L’hyper-entreprise qui remplace l’hégémonie étatique entend organiser son secteur d’activité, ses solidarités. Au niveau des valeurs, les entreprises issues de la mondialisation se veulent pragmatiques. Elles s’adaptent aux pays dans lesquelles elles évoluent, ce qui peut créer des tensions avec les autorités de leur pays d’origine. Entre capitalisme d’État et capitalisme d’entreprise, les frontières ne sont pas étanches ni figées. Les grandes entreprises demeurent bien souvent attachées à leur État d’origine. Ni Microsoft, ni Alphabet, ni Apple n’ont quitté leur région d’origine. Bien souvent, elles sont associées aux programmes de recherche publique. Le marché domestique reste toujours la clef de la réussite. Si l’Europe est à la peine en matière de NTIC, cela est la conséquence d’une unification inachevée de son marché intérieur. Les nouvelles technologies de l’information et de la communication ont abouti à la montée en puissance de multinationales qui, du fait de leur activité, sont moins dépendantes de leur base nationale d’origine que leurs devancières. Cet affranchissement de toute sujétion nationale qui concerne essentiellement les firmes occidentales est-il réel ou relatif ? Par ailleurs, le renouveau du nationalisme politique et économique n’est-il pas sans incidence sur le rapport de force qui peut exister entre les États et les firmes multinationales ?

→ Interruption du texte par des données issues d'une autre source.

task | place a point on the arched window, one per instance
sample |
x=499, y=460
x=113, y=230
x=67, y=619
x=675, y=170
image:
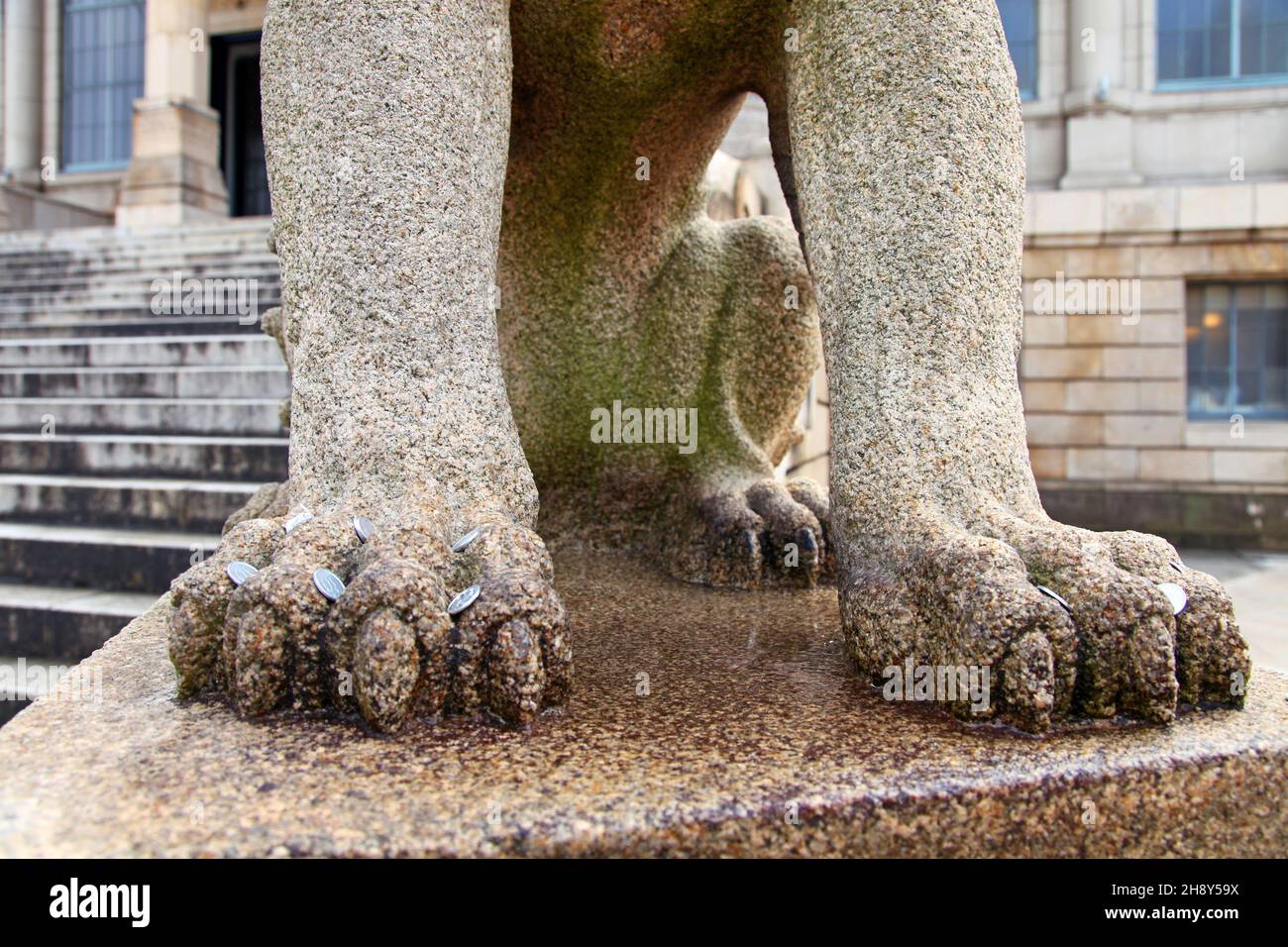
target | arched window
x=102, y=76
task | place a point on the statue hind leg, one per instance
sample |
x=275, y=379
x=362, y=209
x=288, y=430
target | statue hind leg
x=386, y=128
x=910, y=170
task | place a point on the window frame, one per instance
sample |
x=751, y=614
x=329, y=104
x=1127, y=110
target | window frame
x=67, y=8
x=1232, y=313
x=1233, y=81
x=1026, y=94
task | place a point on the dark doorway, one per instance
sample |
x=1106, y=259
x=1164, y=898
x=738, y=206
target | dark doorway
x=235, y=94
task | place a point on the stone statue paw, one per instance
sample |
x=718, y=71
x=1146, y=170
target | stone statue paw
x=1069, y=622
x=767, y=534
x=391, y=625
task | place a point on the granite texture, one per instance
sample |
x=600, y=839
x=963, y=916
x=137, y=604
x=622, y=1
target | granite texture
x=750, y=736
x=485, y=243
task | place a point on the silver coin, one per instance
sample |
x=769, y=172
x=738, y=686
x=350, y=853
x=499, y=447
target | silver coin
x=1057, y=596
x=364, y=527
x=297, y=519
x=240, y=571
x=329, y=583
x=1176, y=595
x=465, y=540
x=463, y=600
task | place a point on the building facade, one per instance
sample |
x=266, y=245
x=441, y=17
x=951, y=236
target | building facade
x=1155, y=272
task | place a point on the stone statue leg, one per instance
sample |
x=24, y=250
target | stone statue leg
x=386, y=127
x=907, y=147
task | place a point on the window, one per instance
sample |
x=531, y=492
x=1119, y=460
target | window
x=102, y=76
x=1210, y=42
x=1236, y=335
x=1020, y=22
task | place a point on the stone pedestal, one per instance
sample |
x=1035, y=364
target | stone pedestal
x=703, y=723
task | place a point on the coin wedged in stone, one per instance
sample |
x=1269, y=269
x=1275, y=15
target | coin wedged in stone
x=465, y=540
x=463, y=600
x=1057, y=596
x=364, y=527
x=297, y=519
x=1176, y=595
x=240, y=571
x=329, y=583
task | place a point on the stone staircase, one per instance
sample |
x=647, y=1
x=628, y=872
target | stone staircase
x=128, y=433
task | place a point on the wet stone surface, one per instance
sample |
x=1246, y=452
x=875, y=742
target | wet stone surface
x=700, y=723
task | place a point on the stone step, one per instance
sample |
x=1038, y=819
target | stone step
x=137, y=298
x=134, y=502
x=137, y=326
x=42, y=315
x=54, y=270
x=185, y=381
x=22, y=682
x=263, y=266
x=200, y=416
x=102, y=558
x=227, y=228
x=243, y=459
x=50, y=622
x=158, y=262
x=149, y=352
x=145, y=283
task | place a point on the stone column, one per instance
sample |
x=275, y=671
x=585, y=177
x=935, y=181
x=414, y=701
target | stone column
x=174, y=172
x=1099, y=125
x=24, y=42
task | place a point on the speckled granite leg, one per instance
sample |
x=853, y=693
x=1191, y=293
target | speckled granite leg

Une bataille est engagée au sein même des pays occidentaux entre les autorités et les entreprises. Donald Trump dont la fortune provient de la vieille économie entend imposer aux géants du Net une vision plus nationale du monde. Sa réforme fiscale vise à ainsi à rapatrier aux États-Unis près de 2 000 milliards de dollars de profits réalisés à l'étranger par des firmes américaines. Le Président américain a déjà mis sur le compte de sa réforme la décision d'Apple, la première capitalisation boursière mondiale, d'investir 350 milliards de dollars en cinq ans aux États-Unis. L’Europe entend également réagir. Ainsi, Pierre Moscovici, le Commissaire aux Affaires économiques et financières de l'UE, a annoncé qu’il présenterait, à la fin du mois de mars, une réforme ambitieuse et globale de la fiscalité du Net pour que les géants du net qui réalisent plus de 750 millions de chiffre d'affaires, puissent payer des impôts là où ils créent de la valeur. Le commissaire entend parvenir à un mécanisme qui permettra d'« identifier l'activité des entreprises numériques, il faut qu'on trouve un faisceau d'indicateurs, le nombre de clics, le nombre d'adresses IP, la publicité qu'elle paie, le chiffre d'affaires éventuellement... et ensuite on va trouver des mécanismes pour les taxer ». Le commissaire européen vise les GAFA, mais aussi des entreprises du secteur du tourisme comme Airbnb ou encore Booking.com.